Italian civil engineer and applied mathematician (1852–1918)

Silvio Canevazzi (16 March 1852, Saliceta San Giuliano, suburb of Modena – 13 March 1918, Bologna) was an Italian civil engineer and applied mathematician.

Canevazzi studied at the mathematics faculty of the University of Modena from 1868 to 1870 and then at the Polytechnic University of Milan, where he graduated in 1873 with a degree in civil engineering. In 1873 he was appointed an assistant to the professor in the chair of applied mechanics in civil engineering at the Sapienza University of Rome, and then an assistant to the chair of construction of bridges and roads. In 1875 he won a competition in engineering sponsored by the royal corps of mining engineers and was sent by the Italian ministry of agriculture to study at the school of mines in Liège, where he graduated in 1877. In 1877, Cesare Razzaboni, who was organizing a school of engineering (Scuola di applicazione per ingegneri) in Bologna, invited Canevazzi to take charge of applied mechanics in civil engineering. In that academic post at Bologna, Canevazzi in 1880 was appointed to the chair of bridge construction and civil engineering hydraulics and also to the chair of applied mechanics in civil engineering. He held the two academic chairs until his death. In 1889 he was appointed the director of the academic department to which his two academic chairs were subordinated. In 1911 he was appointed director of the school of engineering in Bologna.
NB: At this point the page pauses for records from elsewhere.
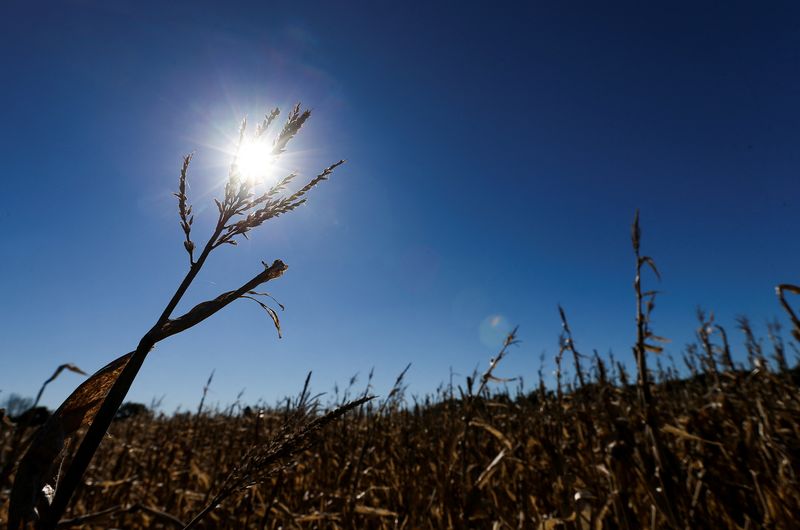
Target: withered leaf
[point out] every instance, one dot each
(37, 466)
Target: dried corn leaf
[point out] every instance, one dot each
(378, 512)
(36, 468)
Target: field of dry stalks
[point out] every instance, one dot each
(718, 447)
(717, 450)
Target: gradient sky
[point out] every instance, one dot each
(496, 155)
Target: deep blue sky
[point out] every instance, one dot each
(496, 154)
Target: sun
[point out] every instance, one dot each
(255, 160)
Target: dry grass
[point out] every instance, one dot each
(720, 449)
(730, 447)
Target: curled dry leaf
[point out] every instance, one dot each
(38, 465)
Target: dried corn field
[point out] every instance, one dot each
(718, 450)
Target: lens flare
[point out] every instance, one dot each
(255, 160)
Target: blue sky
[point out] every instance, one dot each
(496, 155)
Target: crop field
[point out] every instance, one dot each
(717, 450)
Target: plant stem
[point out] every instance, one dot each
(116, 395)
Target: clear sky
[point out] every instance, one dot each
(496, 154)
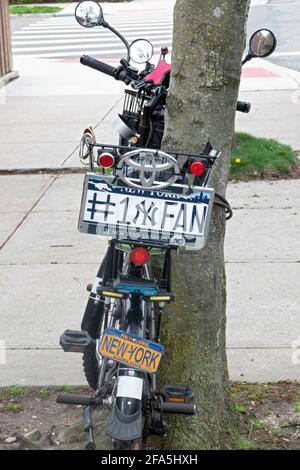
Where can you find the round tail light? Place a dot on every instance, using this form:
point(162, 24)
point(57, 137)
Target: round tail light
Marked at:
point(139, 256)
point(106, 160)
point(197, 168)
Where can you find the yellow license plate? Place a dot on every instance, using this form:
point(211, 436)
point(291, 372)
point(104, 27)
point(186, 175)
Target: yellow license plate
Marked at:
point(131, 350)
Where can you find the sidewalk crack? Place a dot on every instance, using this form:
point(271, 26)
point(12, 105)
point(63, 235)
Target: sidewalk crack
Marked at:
point(49, 185)
point(95, 127)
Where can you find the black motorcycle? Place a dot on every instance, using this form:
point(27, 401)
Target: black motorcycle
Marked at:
point(146, 201)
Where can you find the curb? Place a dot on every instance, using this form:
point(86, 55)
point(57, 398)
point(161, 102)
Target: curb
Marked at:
point(8, 78)
point(31, 15)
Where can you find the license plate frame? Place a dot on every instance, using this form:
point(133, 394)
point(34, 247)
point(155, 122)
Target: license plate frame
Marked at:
point(130, 350)
point(104, 212)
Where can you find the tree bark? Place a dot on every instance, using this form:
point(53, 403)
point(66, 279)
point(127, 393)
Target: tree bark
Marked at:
point(208, 43)
point(5, 41)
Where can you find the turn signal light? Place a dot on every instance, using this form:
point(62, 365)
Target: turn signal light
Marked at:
point(139, 256)
point(197, 168)
point(106, 160)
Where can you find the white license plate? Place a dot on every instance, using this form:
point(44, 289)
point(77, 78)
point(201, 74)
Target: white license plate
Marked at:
point(131, 214)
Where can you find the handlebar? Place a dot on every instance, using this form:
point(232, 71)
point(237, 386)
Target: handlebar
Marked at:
point(97, 65)
point(243, 106)
point(119, 73)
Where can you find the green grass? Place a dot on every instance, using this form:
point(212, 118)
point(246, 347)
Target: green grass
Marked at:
point(68, 388)
point(14, 407)
point(257, 423)
point(254, 157)
point(240, 408)
point(244, 444)
point(30, 2)
point(15, 391)
point(22, 10)
point(44, 393)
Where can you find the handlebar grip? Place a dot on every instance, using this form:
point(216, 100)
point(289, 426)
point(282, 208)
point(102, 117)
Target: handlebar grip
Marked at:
point(178, 408)
point(243, 106)
point(74, 399)
point(97, 65)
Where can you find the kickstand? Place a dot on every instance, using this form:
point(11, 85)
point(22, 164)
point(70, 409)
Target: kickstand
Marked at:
point(88, 427)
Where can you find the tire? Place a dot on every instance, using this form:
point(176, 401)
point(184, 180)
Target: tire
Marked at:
point(92, 323)
point(90, 361)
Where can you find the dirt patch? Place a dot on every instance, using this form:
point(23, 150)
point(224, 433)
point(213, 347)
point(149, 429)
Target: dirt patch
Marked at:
point(31, 419)
point(34, 414)
point(270, 415)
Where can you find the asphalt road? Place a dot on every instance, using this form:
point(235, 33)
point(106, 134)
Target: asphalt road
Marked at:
point(281, 16)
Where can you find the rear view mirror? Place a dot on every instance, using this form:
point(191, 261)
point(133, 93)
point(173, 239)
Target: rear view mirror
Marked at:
point(89, 13)
point(141, 51)
point(262, 43)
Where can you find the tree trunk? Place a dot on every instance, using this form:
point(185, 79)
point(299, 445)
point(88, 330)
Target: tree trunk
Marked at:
point(208, 43)
point(5, 42)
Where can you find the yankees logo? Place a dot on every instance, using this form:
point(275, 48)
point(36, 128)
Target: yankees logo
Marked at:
point(144, 169)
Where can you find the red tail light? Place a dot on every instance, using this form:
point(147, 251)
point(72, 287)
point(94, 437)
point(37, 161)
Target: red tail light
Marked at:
point(139, 256)
point(197, 168)
point(106, 160)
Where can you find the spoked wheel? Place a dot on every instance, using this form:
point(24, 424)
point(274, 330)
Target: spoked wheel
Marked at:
point(127, 445)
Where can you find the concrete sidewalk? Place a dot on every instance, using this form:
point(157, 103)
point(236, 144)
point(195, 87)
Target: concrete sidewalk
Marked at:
point(45, 263)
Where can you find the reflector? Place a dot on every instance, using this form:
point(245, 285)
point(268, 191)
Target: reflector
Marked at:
point(197, 168)
point(139, 256)
point(106, 160)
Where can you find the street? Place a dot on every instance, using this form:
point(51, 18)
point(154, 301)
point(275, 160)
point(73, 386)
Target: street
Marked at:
point(45, 264)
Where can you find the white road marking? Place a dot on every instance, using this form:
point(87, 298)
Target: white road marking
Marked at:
point(88, 52)
point(103, 44)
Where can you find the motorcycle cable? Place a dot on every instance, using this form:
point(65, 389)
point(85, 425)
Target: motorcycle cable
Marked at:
point(220, 201)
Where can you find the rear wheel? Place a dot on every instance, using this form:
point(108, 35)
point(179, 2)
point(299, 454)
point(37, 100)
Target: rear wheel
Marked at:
point(90, 360)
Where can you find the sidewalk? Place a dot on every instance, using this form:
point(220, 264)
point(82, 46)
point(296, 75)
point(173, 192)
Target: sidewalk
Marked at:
point(45, 263)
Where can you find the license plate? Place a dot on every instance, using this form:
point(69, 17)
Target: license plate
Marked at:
point(125, 213)
point(131, 350)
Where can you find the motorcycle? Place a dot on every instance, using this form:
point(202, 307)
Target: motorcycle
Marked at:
point(149, 203)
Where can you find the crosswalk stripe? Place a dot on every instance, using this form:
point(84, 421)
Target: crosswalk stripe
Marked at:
point(21, 39)
point(95, 33)
point(90, 46)
point(63, 37)
point(76, 26)
point(99, 52)
point(75, 46)
point(79, 41)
Canevazzi's research dealt with molecular equilibria in static mechanics, applications of the Menabrea theorem in elasticity, and studies of reinforced concrete. He developed a new method of calculating static stresses for buildings in earthquake zones. His method influenced building codes for earthquake resistance. Canevazzi, in collaboration with Cesare Ghillini, did important research on mechanical stresses on the human skeleton, particularly the femur. Their research was useful in the design of prosthetic limbs.

He was an Invited Speaker of the ICM in 1908 in Rome. Pier Luigi Nervi was his student.